L’objection n’est pas que Nvidia serait fragile. C’est que la nature du risque a changé sans que le cadre de valorisation ait bougé. Un industriel à 75 % de marge brute n’est pas le même titre qu’un industriel à 72 % de marge brute assorti de délais de règlement allongés, de 279 milliards d’achats engagés et de 108,5 milliards de passif éventuel au titre du loyer d’un client. Analyser Nvidia aujourd’hui suppose d’analyser la qualité de crédit des acheteurs, la solidité des baux et la valeur résiduelle des accélérateurs d’occasion, et plus seulement des volumes et une marge.

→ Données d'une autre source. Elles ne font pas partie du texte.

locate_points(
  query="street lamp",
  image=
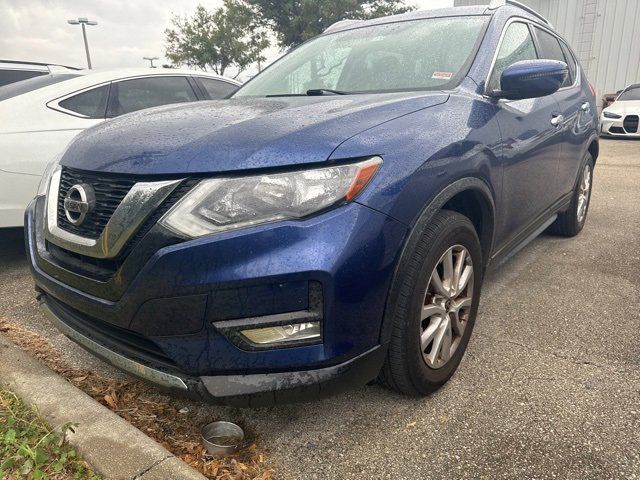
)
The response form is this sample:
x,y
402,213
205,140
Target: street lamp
x,y
84,21
151,59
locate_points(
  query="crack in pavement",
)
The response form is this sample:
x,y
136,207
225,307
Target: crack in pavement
x,y
154,464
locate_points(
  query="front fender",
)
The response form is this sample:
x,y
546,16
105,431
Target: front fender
x,y
427,151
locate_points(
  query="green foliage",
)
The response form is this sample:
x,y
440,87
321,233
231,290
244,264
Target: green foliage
x,y
295,21
226,37
30,448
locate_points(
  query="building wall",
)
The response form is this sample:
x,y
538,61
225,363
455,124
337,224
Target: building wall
x,y
605,34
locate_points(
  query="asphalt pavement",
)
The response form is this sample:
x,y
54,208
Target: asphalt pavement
x,y
549,387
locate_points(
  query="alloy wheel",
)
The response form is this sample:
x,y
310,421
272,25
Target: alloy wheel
x,y
446,307
583,193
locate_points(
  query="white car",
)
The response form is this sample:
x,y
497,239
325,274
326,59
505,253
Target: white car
x,y
41,115
620,119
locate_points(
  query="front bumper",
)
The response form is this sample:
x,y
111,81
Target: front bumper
x,y
619,127
251,390
170,316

S’y ajoute le contexte de taux, qui n’aide pas. Les données de prix de juillet ont montré un indice général à 3,7 % et une composante sous-jacente à 3,3 %, les marchés à terme intègrent désormais pleinement une hausse de taux de la Réserve fédérale d’ici décembre et le rendement à dix ans évolue autour de 4,7 %. Vendredi, son président Kevin Warsh prononce son premier grand discours à Jackson Hole. Un modèle bâti sur des baux de vingt ans, des garanties à effet progressif et la mobilisation de 500 milliards de capitaux tiers est aussi, et surtout, un pari sur le taux d’actualisation — et ce pari va pour l’instant dans le mauvais sens.
Quatre indicateurs trancheront le débat, et tous les quatre figureront dans la prochaine publication. La conversion en trésorerie : un retour vers 70 % ou 80 % signifierait que le deuxième trimestre relevait du besoin en fonds de roulement ; une seconde lecture proche de 40 % signifierait que c’est structurel. Le délai de règlement : au-delà de 60 jours et en hausse, Nvidia financerait ses clients par la facture. La marge brute face au creux annoncé de 71 % à 72 % au trimestre de janvier : c’est la facture mémoire, chiffrée. Et la ligne des garanties : si de nouveaux noms viennent s’ajouter aux 108,5 milliards, l’exception sera devenue un instrument.
Nvidia a réalisé 96,2 milliards de dollars de ventes ce trimestre et généré 24,1 milliards de trésorerie. Les deux chiffres sont des records dans leur catégorie respective, et ils racontent deux histoires différentes. La première parle d’une demande qui dépasse même les estimations les plus agressives. La seconde du fait que cette demande est de plus en plus portée par l’entreprise qui l’approvisionne. Le rendement du capital employé chez Nvidia reste écrasant. Ce qui est nouveau, c’est la part de ce capital qui appartient à Nvidia.